L’actualité économique a retrouvé un peu de normalité cette semaine : les grandes banques centrales ont tenu leurs comités de politique monétaire dans un calendrier traditionnel et ne se sont pas dérobées – dans la mesure du langage spécifique – pour donner de la visibilité sur l’année prochaine. Evidemment, l’exercice se base sur une analyse objective : l’extraordinaire rebond conjoncturel de cette année avec une croissance mondiale s’approchant de 6%. Les tensions sur la stabilité de la monnaie qui ont accompagné cette conjoncture si exceptionnelle interpellent les grands argentiers dont les missions comprennent ou sont centrées sur la question. Mais, pour exceptionnels qu’ils soient, la prise en compte de ces chiffres s’inscrit dans l’exécution normale pour les banques centrales. Ils doivent aussi faire avec les imprévus, en premier lieu la gestion des épidémies dont les pourtours apportent des incertitudes qui peuvent impacter les économies. En second lieu, les incertitudes politiques et géopolitiques avec la relance de la guerre froide Chine – Etats-Unis. Le parti qui a été pris aussi bien à la Réserve Fédérale américaine qu’à la Banque Centrale Européenne ou à la Banque d’Angleterre a été d’agir sur la seule base des éléments constatés en se réservant d’agir le moment venu face à des cassures exogènes de tendances. Le bilan de cette séquence des grands argentiers montre une certaine divergence.
La Fed avait bien préparé les marchés à son comité de mercredi. On a pu le constater à la hausse en réaction immédiate à la conférence donnée par son président Jerome Powell, des actions (1,1% pour le Dow Jones, 2,15% pour le Nasdaq), comme à la baisse de rendement de 0,10% de l’emprunt du Trésor à 10 ans, revenu de 1,57% à 1,47%. Pourtant, la politique monétaire prend un vrai tournant. La réduction des achats d’actifs – ou tapering dans le jargon – est doublée. En diminuant de 30 milliards de dollars par mois son programme, il devra se terminer à la fin du 1er trimestre de l’année prochaine. On a pu constater la corrélation entre la hausse du bilan de la Réserve Fédérale et celle des indices boursiers larges : depuis la fin 2019, les progressions sont pratiquement identiques. L’arrêt progressif des achats n’annonce pas une réduction de la taille du bilan. Les grands argentiers n’abandonnent pas leur rôle déterminant sur les marchés de l’argent à moyen et long terme puisque la stabilisation du bilan induit des interventions directes de refinancement sur les emprunts d’État ou sur les marchés de la titrisation des créances. Les indications données pour les taux directeurs sont la conséquence de l’analyse des fondamentaux de la croissance et de la réalité de l’inflation. Trois hausses de taux directeurs sont attendues dans les mois qui suivront la fin des achats de la Fed. Les relèvements sont indirectement annoncés sur un rythme très progressif : après les trois attendus en 2022, trois à nouveau en 2023 puis deux à nouveau en 2024. La route vers une politique monétaire neutre s’annonce très longue et l’orthodoxie visée dans trois ans fixe un objectif de taux des fonds fédéraux à 2,1%, en deçà du niveau de long terme de 2,5%. Finalement, bien que la Fed réoriente sa politique, la gestion monétaire américaine reste conciliante. Le plein emploi au sens de la Fed devra pourtant être retrouvé l’année prochaine et les tensions inflationnistes ne faibliront pas, celles-ci ne semblent pas vraiment prises en compte pour le moment.
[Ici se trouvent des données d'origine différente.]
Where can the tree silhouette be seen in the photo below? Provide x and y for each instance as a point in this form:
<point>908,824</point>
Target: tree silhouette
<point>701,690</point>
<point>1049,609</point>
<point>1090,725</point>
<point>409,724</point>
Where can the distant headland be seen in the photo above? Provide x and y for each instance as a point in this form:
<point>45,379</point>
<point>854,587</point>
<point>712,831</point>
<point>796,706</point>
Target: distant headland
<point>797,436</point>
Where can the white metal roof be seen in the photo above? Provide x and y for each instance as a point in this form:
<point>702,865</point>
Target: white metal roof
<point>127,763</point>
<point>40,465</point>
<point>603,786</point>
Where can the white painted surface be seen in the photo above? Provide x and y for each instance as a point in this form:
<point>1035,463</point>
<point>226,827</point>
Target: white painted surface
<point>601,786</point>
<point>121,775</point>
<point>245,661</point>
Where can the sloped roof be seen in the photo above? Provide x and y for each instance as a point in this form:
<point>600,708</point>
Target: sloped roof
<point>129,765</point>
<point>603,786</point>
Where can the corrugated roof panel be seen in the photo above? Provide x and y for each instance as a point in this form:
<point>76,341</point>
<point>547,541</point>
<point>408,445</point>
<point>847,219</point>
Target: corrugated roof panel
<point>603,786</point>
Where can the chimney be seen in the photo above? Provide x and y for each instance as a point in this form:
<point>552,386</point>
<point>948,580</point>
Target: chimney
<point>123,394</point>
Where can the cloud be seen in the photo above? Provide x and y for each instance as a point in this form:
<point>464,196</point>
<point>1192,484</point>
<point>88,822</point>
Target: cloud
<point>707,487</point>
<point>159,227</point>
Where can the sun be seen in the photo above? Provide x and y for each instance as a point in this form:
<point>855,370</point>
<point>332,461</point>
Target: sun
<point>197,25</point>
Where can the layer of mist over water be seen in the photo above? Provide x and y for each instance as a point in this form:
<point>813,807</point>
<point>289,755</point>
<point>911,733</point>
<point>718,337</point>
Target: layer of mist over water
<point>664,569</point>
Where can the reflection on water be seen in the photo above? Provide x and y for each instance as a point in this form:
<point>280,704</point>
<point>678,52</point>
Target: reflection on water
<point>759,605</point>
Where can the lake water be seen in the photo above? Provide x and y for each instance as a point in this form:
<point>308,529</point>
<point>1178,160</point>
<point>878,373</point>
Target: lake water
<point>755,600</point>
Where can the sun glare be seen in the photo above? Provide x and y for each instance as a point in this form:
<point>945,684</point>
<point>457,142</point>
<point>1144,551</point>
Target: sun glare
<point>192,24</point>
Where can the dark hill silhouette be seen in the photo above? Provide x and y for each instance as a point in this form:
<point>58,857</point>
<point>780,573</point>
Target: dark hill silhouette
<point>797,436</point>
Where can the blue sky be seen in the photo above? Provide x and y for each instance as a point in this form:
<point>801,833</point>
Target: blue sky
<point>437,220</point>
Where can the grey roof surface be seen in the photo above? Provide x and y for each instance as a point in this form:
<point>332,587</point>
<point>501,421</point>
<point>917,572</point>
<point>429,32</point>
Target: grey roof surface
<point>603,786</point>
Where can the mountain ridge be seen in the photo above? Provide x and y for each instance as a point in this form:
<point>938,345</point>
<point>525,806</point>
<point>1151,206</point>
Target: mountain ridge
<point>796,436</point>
La Banque Centrale Européenne a surpris jeudi en se montrant en apparence au moins aussi volontariste que la Fed. Mme Lagarde a bien annoncé que, de ce côté de l’Atlantique aussi, la réduction des injections quantitatives sera nettement accélérée. Ce serait la fin, en mars, du programme dit PEPP qui a assuré le financement des Etats pendant la pandémie. Ce programme a été développé en mars 2020 pour financer les mesures publiques massives prises en contrepartie des blocages « sanitaires » décrétés par les gouvernements européens. On n’a pas très bien compris l’impact que pourrait avoir l’arrêt de ces 60 milliards d’euros mensuels de financement sur les pays les plus fragiles et, singulièrement, la Grèce. Toutes les mesures prises dans l’urgence ne pourront pas être coupées avec une rapidité comparable à celle de leur mise en œuvre. Au contraire, le dispositif dit « permanent » d’achats d’actifs de la BCE est doublé dès maintenant, avec une perspective de réduction à l’automne des 20 milliards d’euros supplémentaires que cette hausse représente. Même accélérée, la limitation des achats par la BCE apparaît bien décalée dans le calendrier par rapport à celui de la Fed. Mme Lagarde a en effet affirmé que des hausses de taux ne pourraient être envisagées qu’après la fin du dispositif « permanent » - qui sera prolongé « aussi longtemps que nécessaire » - et qu’il était « très peu probable » qu’elles interviennent en 2022.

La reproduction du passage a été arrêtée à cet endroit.